Russell (Edwards and Pap, p 300) holds that the only rationally defensible view is that any preference for a norm must be subjective; he concludes that such a preference then is a matter of taste. As stated, he did not like his own conclusion and ends with the remark: ‘Whatever our definition of the “Good”, and whether we believe it to be subjective or objective, those who do not desire the happiness of mankind will not endeavour to further it, while those who desire it will do what they can to bring it about...’ (Edwards and Pap, p. 302).
I concur with Russell's last remark, but not with his decision to forego the search for a minimum agreement on what is the ‘Good’. The view of man presented in this book may induce hope that those who desire to further the ‘Good’ might form a majority. But the lack of an adequate aggregation and coordination process, coupled with historical prejudices and mythologies, practically guarantees that those of good will work at cross-purposes and pull in different directions. As long as they fail to agree on a common objective and an adequate organisation of social decision-making, their desire can be perverted and abused by individuals and groups who will exploit it for their own purposes.

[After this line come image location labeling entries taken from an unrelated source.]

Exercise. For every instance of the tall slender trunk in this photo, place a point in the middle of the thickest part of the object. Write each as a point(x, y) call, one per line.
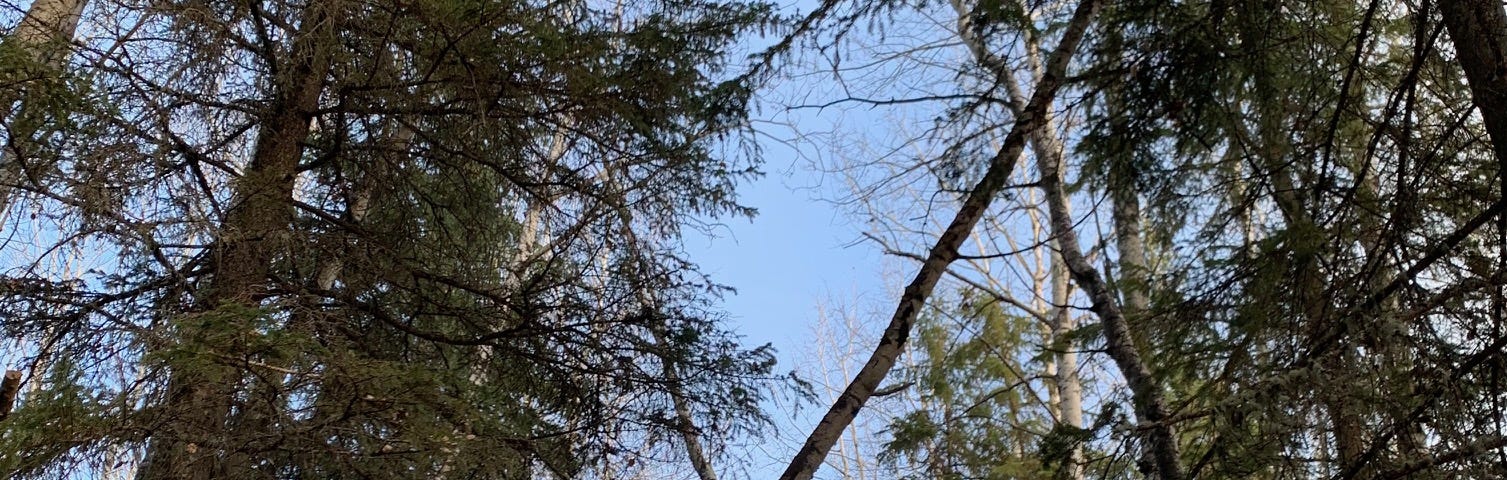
point(1069, 387)
point(195, 440)
point(45, 32)
point(811, 455)
point(1146, 391)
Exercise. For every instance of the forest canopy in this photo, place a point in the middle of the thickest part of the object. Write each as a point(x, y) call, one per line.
point(445, 238)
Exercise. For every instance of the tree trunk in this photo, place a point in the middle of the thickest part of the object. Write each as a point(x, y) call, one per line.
point(1146, 393)
point(897, 333)
point(45, 30)
point(195, 441)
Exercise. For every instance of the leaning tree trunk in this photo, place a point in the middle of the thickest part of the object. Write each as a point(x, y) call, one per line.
point(1146, 391)
point(192, 443)
point(44, 33)
point(944, 252)
point(1479, 29)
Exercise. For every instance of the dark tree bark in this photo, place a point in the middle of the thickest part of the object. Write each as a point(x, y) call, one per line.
point(1479, 29)
point(193, 441)
point(8, 388)
point(803, 465)
point(45, 32)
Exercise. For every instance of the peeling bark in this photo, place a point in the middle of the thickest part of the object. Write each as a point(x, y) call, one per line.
point(1146, 391)
point(45, 30)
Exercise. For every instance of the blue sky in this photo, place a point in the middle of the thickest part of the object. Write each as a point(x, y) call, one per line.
point(799, 252)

Philosophers seem caught in a paradox, they see no passage between the Charybdis of moral totalitarianism and the Scylla of positivism or nihilism. As usual, that paradox finds its origin in an imprecise use of language, in this case about functionality and subjectivity, leading to unwarranted connotations and generally accepted but equally unwarranted tenets of philosophy. In chapters 2a.7, p. 44 (functionality) and 4a.3, p. 133 (subjectivity) those errors have been redressed.
If we see man as a social being and accept the functional character of norms, then holding these norms to be subjective does not mean that they are irrational or random. There is an ultimate judge of norms: the success of societies applying them, a success in which its members have a stake. If people have the shared, if subjective, purpose of achieving coexistence and cooperation under the constraint of subjective equality, if morals have an indispensable function in attaining that objective, then there is no paradox. The passage between Charybdis and Scylla becomes clear if not easy.

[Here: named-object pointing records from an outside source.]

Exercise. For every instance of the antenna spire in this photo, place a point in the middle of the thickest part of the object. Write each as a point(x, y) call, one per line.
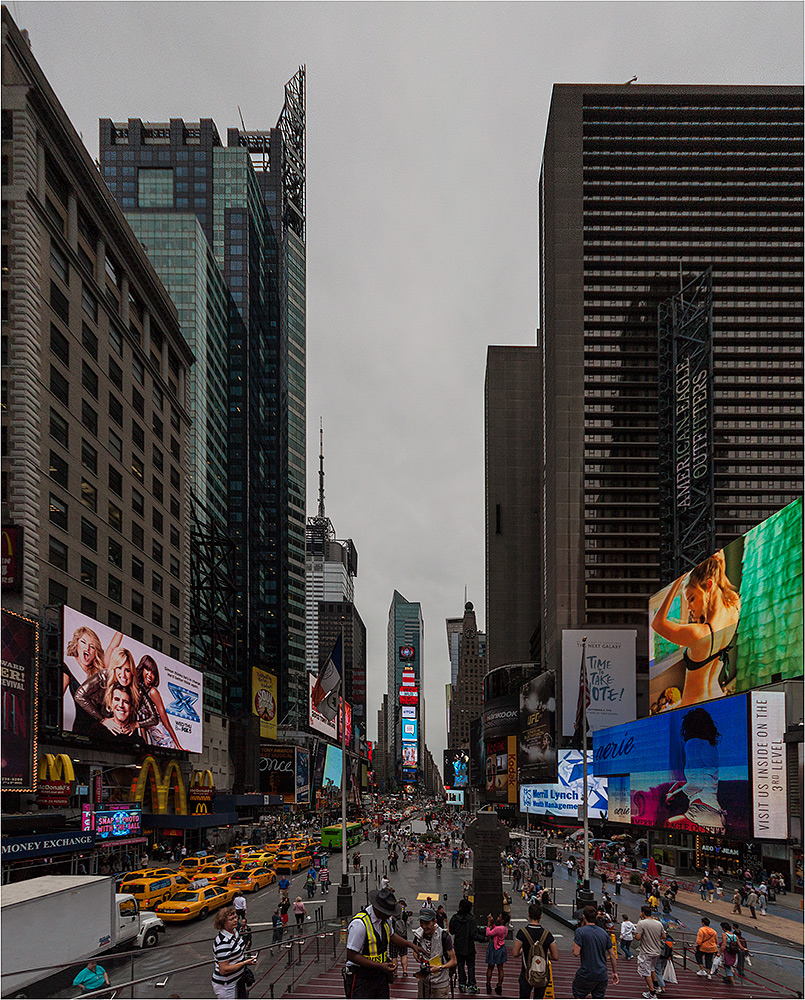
point(321, 468)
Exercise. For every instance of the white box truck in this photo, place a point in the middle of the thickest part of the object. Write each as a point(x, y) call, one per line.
point(60, 919)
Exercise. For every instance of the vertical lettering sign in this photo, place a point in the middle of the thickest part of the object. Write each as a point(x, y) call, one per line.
point(769, 773)
point(20, 638)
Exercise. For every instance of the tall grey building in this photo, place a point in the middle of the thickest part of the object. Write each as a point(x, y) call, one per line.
point(511, 449)
point(404, 653)
point(639, 184)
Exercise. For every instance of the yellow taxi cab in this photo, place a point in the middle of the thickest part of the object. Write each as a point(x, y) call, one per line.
point(216, 873)
point(251, 879)
point(292, 861)
point(147, 873)
point(148, 891)
point(196, 901)
point(189, 866)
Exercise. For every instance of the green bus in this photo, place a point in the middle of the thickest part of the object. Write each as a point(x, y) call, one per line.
point(331, 836)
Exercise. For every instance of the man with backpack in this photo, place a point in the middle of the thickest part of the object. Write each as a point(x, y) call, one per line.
point(537, 947)
point(465, 933)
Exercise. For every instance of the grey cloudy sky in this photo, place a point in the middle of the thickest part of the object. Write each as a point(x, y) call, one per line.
point(425, 125)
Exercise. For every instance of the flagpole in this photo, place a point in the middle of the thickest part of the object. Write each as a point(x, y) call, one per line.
point(584, 813)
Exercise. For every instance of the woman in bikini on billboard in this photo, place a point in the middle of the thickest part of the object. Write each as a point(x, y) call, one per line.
point(713, 609)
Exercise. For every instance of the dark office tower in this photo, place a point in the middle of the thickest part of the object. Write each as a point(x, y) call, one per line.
point(512, 446)
point(95, 397)
point(641, 188)
point(167, 172)
point(278, 157)
point(467, 694)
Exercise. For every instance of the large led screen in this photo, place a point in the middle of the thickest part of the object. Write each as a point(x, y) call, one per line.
point(734, 622)
point(537, 743)
point(116, 688)
point(685, 770)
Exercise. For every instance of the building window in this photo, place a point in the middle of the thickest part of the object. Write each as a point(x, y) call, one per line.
point(90, 341)
point(115, 553)
point(59, 430)
point(115, 373)
point(138, 535)
point(115, 481)
point(58, 512)
point(115, 409)
point(89, 417)
point(115, 517)
point(59, 303)
point(59, 386)
point(116, 445)
point(57, 554)
point(60, 345)
point(89, 534)
point(155, 187)
point(89, 303)
point(89, 573)
point(58, 469)
point(89, 495)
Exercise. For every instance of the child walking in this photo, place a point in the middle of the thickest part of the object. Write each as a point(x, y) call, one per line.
point(496, 931)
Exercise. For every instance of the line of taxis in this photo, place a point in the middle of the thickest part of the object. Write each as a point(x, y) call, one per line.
point(204, 883)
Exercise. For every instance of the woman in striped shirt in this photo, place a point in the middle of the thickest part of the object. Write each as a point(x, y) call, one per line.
point(229, 953)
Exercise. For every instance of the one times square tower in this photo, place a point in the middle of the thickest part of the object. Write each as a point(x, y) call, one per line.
point(248, 199)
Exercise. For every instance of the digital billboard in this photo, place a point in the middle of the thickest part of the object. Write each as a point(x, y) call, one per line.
point(20, 639)
point(116, 688)
point(332, 767)
point(537, 758)
point(456, 769)
point(734, 622)
point(409, 730)
point(264, 702)
point(316, 720)
point(685, 770)
point(611, 676)
point(565, 797)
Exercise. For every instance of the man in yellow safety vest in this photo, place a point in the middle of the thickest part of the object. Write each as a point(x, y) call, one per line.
point(369, 969)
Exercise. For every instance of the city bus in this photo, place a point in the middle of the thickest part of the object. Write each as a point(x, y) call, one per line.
point(331, 836)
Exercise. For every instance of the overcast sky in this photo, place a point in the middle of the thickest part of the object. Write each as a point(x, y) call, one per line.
point(425, 125)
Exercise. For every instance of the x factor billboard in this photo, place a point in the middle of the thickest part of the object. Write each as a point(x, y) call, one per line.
point(734, 622)
point(117, 688)
point(715, 769)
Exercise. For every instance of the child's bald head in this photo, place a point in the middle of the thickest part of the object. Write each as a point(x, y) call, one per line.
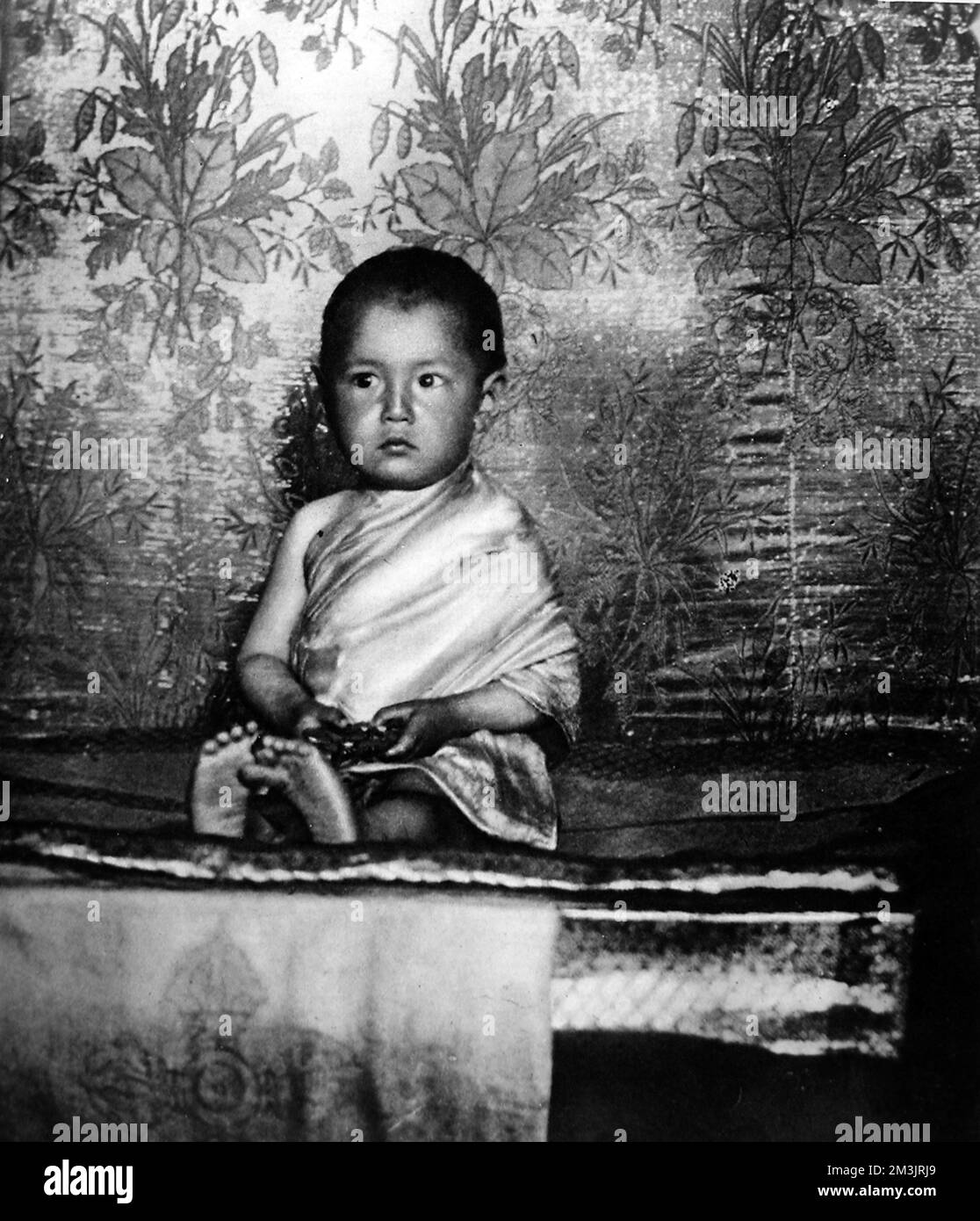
point(407, 278)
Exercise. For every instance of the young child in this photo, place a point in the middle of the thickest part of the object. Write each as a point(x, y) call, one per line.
point(422, 601)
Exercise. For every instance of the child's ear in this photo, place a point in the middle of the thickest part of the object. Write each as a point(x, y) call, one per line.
point(494, 388)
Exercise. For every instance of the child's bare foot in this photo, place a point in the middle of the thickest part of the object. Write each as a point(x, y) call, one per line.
point(299, 772)
point(218, 796)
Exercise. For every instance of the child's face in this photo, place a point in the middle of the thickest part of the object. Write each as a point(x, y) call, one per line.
point(407, 394)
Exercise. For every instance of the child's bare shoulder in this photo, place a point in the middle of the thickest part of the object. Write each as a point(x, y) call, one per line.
point(315, 518)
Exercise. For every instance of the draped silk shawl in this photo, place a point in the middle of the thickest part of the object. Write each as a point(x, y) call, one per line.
point(415, 595)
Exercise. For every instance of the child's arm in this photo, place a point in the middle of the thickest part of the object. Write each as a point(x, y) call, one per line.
point(431, 723)
point(263, 673)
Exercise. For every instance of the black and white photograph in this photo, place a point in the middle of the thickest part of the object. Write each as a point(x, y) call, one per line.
point(490, 582)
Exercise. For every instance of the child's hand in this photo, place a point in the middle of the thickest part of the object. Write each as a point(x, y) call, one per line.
point(313, 717)
point(428, 724)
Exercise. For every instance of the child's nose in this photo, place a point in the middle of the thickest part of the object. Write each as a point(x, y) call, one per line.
point(397, 402)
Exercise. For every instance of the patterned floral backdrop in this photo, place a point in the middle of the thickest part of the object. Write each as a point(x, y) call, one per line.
point(697, 312)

The inescapable conclusion is that we cannot - by relegating it to God, nature or ‘reality’ or by retreating into moral nihilism, - shirk the task of establishing, justifying, propagating and applying those norms, The job must be done, and the conclusion of the first volume is that philosophers and social scientist have a role to play. One of those who contested my assertion of the subjectivity of the evaluation of norms works at the same university and faculty as prof. Maris, the author of the book I quoted to support that assertion. That illustrates the extent to which philosophers are ignorant of this responsibility, especially its ‘integration’ part.